Operators are starting to name this out loud. One CIO who is also a CPO put it plainly this year: when you can build something meaningful in an afternoon, the default quietly flips to “why wouldn’t we just build it,” and that is exactly when enthusiasm starts turning into debt nobody chose to take on.

Andrew Bosworth, Meta’s CTO, says his north star after twenty years of building product is embarrassingly simple: find a human somewhere who has a problem, then ask whether you can do something to solve it. Simple, and almost nobody starts there.
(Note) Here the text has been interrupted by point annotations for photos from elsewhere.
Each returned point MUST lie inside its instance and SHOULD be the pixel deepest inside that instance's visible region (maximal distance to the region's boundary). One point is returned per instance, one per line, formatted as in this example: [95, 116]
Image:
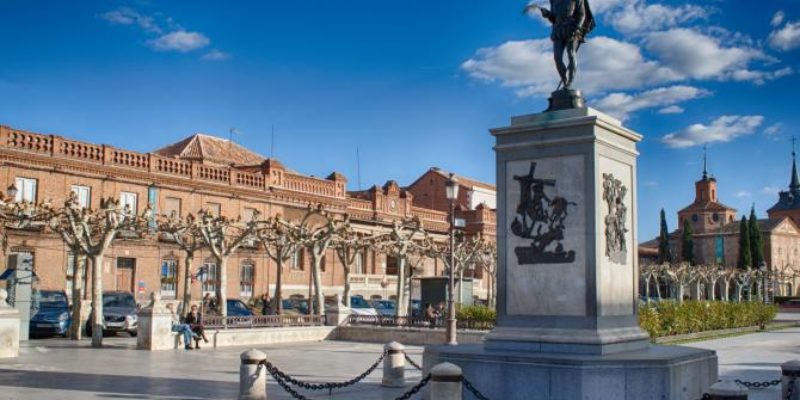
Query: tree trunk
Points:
[76, 328]
[278, 286]
[222, 287]
[400, 309]
[316, 272]
[187, 282]
[712, 285]
[97, 300]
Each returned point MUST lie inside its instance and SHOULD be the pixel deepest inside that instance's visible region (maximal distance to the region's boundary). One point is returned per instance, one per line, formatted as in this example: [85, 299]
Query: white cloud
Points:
[777, 19]
[637, 16]
[773, 129]
[722, 129]
[695, 55]
[129, 16]
[216, 55]
[180, 41]
[671, 110]
[605, 64]
[621, 105]
[786, 38]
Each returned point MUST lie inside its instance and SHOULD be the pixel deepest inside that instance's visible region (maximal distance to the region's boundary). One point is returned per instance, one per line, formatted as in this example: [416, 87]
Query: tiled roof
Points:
[707, 206]
[464, 181]
[206, 148]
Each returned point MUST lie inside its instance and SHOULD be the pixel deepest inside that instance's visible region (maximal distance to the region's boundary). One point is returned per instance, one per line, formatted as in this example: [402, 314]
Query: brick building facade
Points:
[202, 172]
[715, 229]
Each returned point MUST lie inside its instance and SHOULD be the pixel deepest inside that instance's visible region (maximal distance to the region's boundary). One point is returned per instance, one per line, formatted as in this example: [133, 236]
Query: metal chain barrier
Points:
[758, 385]
[415, 389]
[413, 364]
[281, 376]
[468, 385]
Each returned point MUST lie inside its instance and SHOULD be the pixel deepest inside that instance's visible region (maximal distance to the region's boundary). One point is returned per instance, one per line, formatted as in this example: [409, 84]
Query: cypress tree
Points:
[664, 255]
[688, 243]
[745, 258]
[756, 241]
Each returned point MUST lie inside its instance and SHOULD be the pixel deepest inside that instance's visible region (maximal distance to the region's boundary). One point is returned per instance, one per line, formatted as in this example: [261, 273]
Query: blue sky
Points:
[413, 84]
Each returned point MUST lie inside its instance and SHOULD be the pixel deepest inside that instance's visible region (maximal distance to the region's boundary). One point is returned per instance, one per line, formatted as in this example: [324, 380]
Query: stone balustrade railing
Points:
[62, 148]
[57, 146]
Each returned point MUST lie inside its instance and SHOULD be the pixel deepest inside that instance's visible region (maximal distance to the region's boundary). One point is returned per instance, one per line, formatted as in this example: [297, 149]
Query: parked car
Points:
[359, 306]
[237, 308]
[384, 307]
[53, 316]
[119, 314]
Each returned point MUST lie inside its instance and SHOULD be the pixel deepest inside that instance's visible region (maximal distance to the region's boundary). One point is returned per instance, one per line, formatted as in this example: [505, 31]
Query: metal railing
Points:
[262, 321]
[415, 322]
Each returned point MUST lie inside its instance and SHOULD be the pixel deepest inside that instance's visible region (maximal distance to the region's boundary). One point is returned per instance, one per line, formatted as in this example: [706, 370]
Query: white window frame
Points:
[246, 287]
[179, 204]
[84, 195]
[26, 189]
[129, 199]
[169, 290]
[209, 284]
[296, 260]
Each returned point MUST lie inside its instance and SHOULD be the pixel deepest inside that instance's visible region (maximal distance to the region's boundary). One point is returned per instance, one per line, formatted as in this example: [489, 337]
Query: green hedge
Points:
[476, 314]
[667, 318]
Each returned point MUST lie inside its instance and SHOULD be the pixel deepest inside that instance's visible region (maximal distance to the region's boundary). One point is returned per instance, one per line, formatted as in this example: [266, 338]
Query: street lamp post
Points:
[764, 295]
[451, 187]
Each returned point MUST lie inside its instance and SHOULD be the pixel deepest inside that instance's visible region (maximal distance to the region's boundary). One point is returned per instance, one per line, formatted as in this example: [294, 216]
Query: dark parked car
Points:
[119, 314]
[237, 308]
[385, 308]
[53, 316]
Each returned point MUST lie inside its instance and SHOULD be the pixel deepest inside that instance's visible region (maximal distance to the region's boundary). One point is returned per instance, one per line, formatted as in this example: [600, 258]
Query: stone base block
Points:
[654, 373]
[9, 332]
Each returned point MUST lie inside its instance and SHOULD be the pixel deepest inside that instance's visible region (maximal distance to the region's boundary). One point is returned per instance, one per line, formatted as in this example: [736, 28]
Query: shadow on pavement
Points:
[119, 386]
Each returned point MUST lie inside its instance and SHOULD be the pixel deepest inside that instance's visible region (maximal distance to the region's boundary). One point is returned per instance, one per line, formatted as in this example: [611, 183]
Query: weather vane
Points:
[572, 21]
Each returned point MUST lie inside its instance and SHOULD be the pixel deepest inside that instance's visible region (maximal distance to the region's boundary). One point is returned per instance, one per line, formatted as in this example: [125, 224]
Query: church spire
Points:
[705, 163]
[794, 186]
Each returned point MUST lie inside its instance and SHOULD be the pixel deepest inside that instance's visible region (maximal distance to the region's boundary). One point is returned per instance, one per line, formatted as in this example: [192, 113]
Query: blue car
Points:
[237, 308]
[53, 316]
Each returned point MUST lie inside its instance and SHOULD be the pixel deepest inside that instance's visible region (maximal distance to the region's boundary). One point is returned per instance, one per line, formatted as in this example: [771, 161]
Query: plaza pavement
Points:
[62, 369]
When you make everything fast, you don’t just get where you were going faster. You get to a lot of wrong places faster, and every one of them looks finished when you arrive.

When building was expensive, the cost showed up on a budget, and a budget forces a decision. When building is free, the cost does not disappear. It just moves onto your team. The endless iterating, the build-everything-and-see-what-sticks mode, that is not a strategy. It is a fire drill that never gets called off, and people are the ones running it.

Your product might come out a little prettier. It might even come out a little stronger. But ask the people who built it what the last six months cost them. Ask how many nights got eaten by a pivot nobody could explain the reason for. Ask whether anyone ever told them why. A person can sprint through a fire drill. Nobody can live in one.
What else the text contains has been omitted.